The Division I Football Championship Subdivision (FCS) also saw significant changes, most notably the beginning of football sponsorship by the Atlantic Sun Conference (ASUN); the return of football by the Western Athletic Conference (WAC), which previously sponsored football at the FBS level until the end of the 2012 season; and two football-only conference mergers, one involving the ASUN and WAC and the other involving the Big South Conference and Ohio Valley Conference (OVC). A third FCS change was the creation of a formal relationship between the Missouri Valley Football Conference and two non-football leagues, the Missouri Valley Conference (MVC) and Summit League.
Other sports saw significant change:
- In men's ice hockey, the Central Collegiate Hockey Association (CCHA) was reestablished by seven members of the men's Western Collegiate Hockey Association (WCHA), which led to the WCHA disbanding its men's league and becoming a women-only conference. Also, the men-only Atlantic Hockey Association and the women-only College Hockey America announced they would merge into a single conference, later unveiled as Atlantic Hockey America, after the 2023–24 season.
- In men's soccer, the Sun Belt Conference reinstated the sport, ultimately leading to both Conference USA (CUSA) and the Mid-American Conference dropping the sport, and the OVC also added the sport.
- The Atlantic 10 Conference launched a men's lacrosse league, leading to the Northeast Conference (NEC) and the Southern Conference dropping the sport.

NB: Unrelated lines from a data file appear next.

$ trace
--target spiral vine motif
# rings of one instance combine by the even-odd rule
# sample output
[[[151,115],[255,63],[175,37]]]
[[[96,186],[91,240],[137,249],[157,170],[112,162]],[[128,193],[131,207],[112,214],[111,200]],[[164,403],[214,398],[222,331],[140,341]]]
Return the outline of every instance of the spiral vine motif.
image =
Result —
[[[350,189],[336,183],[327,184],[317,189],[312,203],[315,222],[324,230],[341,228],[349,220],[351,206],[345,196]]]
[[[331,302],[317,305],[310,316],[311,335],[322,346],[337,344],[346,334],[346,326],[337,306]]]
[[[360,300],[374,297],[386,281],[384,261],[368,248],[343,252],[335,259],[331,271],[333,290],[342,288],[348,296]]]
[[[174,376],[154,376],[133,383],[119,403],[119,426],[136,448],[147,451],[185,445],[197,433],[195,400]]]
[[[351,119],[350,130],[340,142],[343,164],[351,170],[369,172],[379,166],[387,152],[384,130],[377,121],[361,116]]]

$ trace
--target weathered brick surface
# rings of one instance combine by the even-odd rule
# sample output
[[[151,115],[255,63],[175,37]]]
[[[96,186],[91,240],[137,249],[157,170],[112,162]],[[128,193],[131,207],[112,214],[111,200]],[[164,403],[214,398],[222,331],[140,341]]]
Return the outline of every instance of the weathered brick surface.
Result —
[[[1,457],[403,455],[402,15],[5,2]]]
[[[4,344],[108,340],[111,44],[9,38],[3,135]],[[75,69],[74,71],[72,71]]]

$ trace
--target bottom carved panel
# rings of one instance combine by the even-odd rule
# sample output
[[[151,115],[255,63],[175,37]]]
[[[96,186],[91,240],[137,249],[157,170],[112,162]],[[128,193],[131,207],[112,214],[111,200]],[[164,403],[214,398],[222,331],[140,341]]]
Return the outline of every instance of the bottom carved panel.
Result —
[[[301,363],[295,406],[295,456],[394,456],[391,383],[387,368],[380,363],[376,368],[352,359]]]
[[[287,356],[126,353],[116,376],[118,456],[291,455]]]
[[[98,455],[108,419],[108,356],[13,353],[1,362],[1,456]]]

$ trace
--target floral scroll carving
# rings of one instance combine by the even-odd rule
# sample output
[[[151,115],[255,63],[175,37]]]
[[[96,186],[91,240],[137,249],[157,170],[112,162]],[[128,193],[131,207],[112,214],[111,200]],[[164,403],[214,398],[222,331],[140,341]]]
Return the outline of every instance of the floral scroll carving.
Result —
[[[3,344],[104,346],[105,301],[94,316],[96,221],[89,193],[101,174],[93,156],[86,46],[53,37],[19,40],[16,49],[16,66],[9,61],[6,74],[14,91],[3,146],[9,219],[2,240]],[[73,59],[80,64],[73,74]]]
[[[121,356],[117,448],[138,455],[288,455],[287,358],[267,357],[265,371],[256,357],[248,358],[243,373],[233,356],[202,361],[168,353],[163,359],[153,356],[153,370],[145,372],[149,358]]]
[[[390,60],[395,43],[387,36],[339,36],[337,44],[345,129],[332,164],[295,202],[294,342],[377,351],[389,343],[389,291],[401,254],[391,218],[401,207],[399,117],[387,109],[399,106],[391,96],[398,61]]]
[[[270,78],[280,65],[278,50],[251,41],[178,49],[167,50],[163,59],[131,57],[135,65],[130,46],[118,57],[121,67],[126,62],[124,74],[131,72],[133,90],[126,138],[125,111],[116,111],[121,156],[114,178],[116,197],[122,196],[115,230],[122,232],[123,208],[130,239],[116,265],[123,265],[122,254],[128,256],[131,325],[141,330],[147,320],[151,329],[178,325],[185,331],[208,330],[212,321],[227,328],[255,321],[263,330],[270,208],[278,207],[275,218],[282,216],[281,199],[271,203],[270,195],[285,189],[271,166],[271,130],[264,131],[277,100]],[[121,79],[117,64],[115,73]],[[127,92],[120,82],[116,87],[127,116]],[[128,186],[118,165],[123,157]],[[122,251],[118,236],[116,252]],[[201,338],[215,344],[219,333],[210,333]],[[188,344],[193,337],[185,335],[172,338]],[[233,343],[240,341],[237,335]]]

However, the NEC later reinstated men's lacrosse in 2024–25.
- The NEC became the second D-I all-sports conference to sponsor men's volleyball.
- The West Coast Conference and the Big West Conference added men's water polo, which led to the demise of the men's side of the water polo-only Golden Coast Conference.
- In men's wrestling, the Ivy League announced it would hold its own conference championship meet starting in 2024–25, ending a century-long de facto relationship with the Eastern Intercollegiate Wrestling Association.
- The Mountain West Conference began sponsoring women's gymnastics, leading to the demise of the single-sport Mountain Rim Gymnastics Conference.
- Several all-sports conferences underwent single-sport mergers or transfers of sponsorship:
- The OVC merged its men's tennis league into the Horizon League.
- The Mid-Eastern Athletic Conference merged its baseball league into the NEC.
- The Southland Bowling League was absorbed by CUSA.
- The ASUN added men's and women's swimming & diving, effectively taking over the aquatics side of the Coastal Collegiate Sports Association (CCSA) and leaving the latter a beach volleyball-only conference.
- Sponsorship of men's swimming & diving transferred from the Mid-American Conference to the MVC.
- The CCSA would itself disband completely after the spring 2025 season, with its final beach volleyball members joining the Mountain Pacific Sports Federation for that sport.